Multiple historical documents suggest that dogs similar to modern Great Danes were known over 2000 years ago. They were used to hunt wild boar and also bring down other wild animals such as wolves and elk. The modern Great Dane breed as we know it today was developed in Germany in the 19th century. The name was derived from its French name, Grand Danois (Big Danish).
Other Names: Deutsche Dogge, Dane, Gentle Giant
Country of Origin: Germany
Utilization: Companion, watch and guard dog
FCI Classification: Group 2: Pinschers, Schnauzers & Molossian Types, Swiss Mountain and Cattle Dogs and other breeds. Section 2.1: Molossoid breeds, Mastiff type.

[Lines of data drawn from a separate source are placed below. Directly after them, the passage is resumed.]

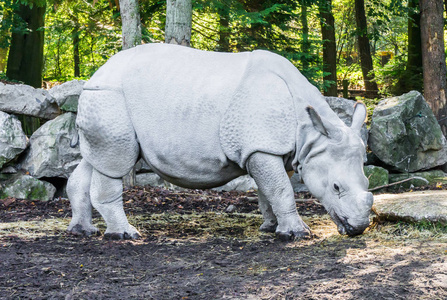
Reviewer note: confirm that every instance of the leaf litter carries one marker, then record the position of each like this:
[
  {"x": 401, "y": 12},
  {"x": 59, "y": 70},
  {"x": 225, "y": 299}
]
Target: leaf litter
[{"x": 192, "y": 249}]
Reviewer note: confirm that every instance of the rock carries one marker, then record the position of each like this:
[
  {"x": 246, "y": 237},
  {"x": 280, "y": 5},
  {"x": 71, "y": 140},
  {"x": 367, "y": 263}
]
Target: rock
[
  {"x": 242, "y": 183},
  {"x": 377, "y": 176},
  {"x": 428, "y": 206},
  {"x": 25, "y": 100},
  {"x": 142, "y": 167},
  {"x": 8, "y": 170},
  {"x": 67, "y": 94},
  {"x": 431, "y": 177},
  {"x": 13, "y": 140},
  {"x": 50, "y": 154},
  {"x": 344, "y": 108},
  {"x": 27, "y": 187},
  {"x": 230, "y": 209},
  {"x": 405, "y": 134}
]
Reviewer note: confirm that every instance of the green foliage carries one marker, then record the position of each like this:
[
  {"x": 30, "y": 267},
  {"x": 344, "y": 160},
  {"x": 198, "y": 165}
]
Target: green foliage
[
  {"x": 97, "y": 28},
  {"x": 226, "y": 25}
]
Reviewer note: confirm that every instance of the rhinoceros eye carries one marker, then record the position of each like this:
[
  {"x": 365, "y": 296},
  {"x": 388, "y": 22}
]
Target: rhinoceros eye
[{"x": 336, "y": 187}]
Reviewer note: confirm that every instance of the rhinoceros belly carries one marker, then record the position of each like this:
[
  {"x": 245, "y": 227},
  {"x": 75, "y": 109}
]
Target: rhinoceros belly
[{"x": 176, "y": 102}]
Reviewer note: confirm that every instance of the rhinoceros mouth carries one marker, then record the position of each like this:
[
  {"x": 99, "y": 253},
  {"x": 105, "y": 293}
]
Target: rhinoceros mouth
[{"x": 344, "y": 227}]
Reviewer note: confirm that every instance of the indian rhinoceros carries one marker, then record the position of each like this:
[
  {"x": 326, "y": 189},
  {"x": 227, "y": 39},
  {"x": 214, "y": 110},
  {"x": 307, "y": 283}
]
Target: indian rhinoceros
[{"x": 200, "y": 119}]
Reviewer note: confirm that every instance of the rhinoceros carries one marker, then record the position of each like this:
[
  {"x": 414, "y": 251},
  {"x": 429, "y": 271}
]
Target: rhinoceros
[{"x": 200, "y": 119}]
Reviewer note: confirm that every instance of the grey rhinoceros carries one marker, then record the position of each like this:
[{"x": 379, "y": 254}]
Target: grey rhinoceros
[{"x": 201, "y": 119}]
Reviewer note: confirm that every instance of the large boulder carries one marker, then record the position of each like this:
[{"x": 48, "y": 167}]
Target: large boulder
[
  {"x": 420, "y": 179},
  {"x": 377, "y": 176},
  {"x": 344, "y": 108},
  {"x": 67, "y": 94},
  {"x": 405, "y": 134},
  {"x": 12, "y": 138},
  {"x": 25, "y": 100},
  {"x": 426, "y": 206},
  {"x": 27, "y": 187},
  {"x": 50, "y": 154}
]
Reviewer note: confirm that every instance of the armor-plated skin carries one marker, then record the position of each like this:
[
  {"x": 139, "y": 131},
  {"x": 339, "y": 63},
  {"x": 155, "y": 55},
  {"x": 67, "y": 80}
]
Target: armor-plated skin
[{"x": 201, "y": 119}]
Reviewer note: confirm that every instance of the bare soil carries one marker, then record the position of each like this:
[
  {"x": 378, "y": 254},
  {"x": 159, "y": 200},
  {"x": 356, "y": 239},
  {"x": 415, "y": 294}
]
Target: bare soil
[{"x": 192, "y": 249}]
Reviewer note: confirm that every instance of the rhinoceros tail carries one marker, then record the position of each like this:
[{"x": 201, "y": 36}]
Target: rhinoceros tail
[{"x": 75, "y": 139}]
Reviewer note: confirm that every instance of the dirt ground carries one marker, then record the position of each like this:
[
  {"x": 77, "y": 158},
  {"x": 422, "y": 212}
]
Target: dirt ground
[{"x": 192, "y": 249}]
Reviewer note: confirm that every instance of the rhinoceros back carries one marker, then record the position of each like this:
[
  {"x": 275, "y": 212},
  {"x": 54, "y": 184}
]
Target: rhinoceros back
[
  {"x": 176, "y": 98},
  {"x": 199, "y": 115}
]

Without working trial; AKC Classification: Working Group
Size: Giant (28-32 inches at shoulders)
Colors: Fawn (grey fawn, blue fawn, isabella (cream) or sooty fawn color); brindle (basic color silver blue or isabella); Harlequin (blue-grey ticked basic color with large fawn-grey or blue-grey parts in the patches); black (fawn, brown or blue-black color); blue (fawn or black-blue color)
Litter Size: 8
Life Span: 7-10 years
Grooming Requirements: The coat requires minimum of attention.
Shedding: Despite their short coat, Great Danes shed much more than you might think. In fact, they shed all the time.
Personality: Friendly, loving and devoted to his owners, specially to the children. Reserved towards strangers. Required is a confident, fearless, easily tractable, docile companion and family dog with high resistance to provocation and without aggression
Social skills: Usually are OK with other pets, but supervision is recommended.
Suitability for Children: Very good with children, but do not leave younger children alone with a Great Dane.
Exercise Needs: Although Great Dane can be somewhat active and needs a period of exercise each day to stay fit, the Great Dane is a great house dog. They need less exercise than their size might indicate.
Train Ability: Great Dane can be dominant. A professional trainer is recommended. This dog may be unsuitable for inexperienced or timid dog owners.
Health & Behavioral Issues: Hip dysplasia, bloat, bone cancer, heart diseases, and tumors.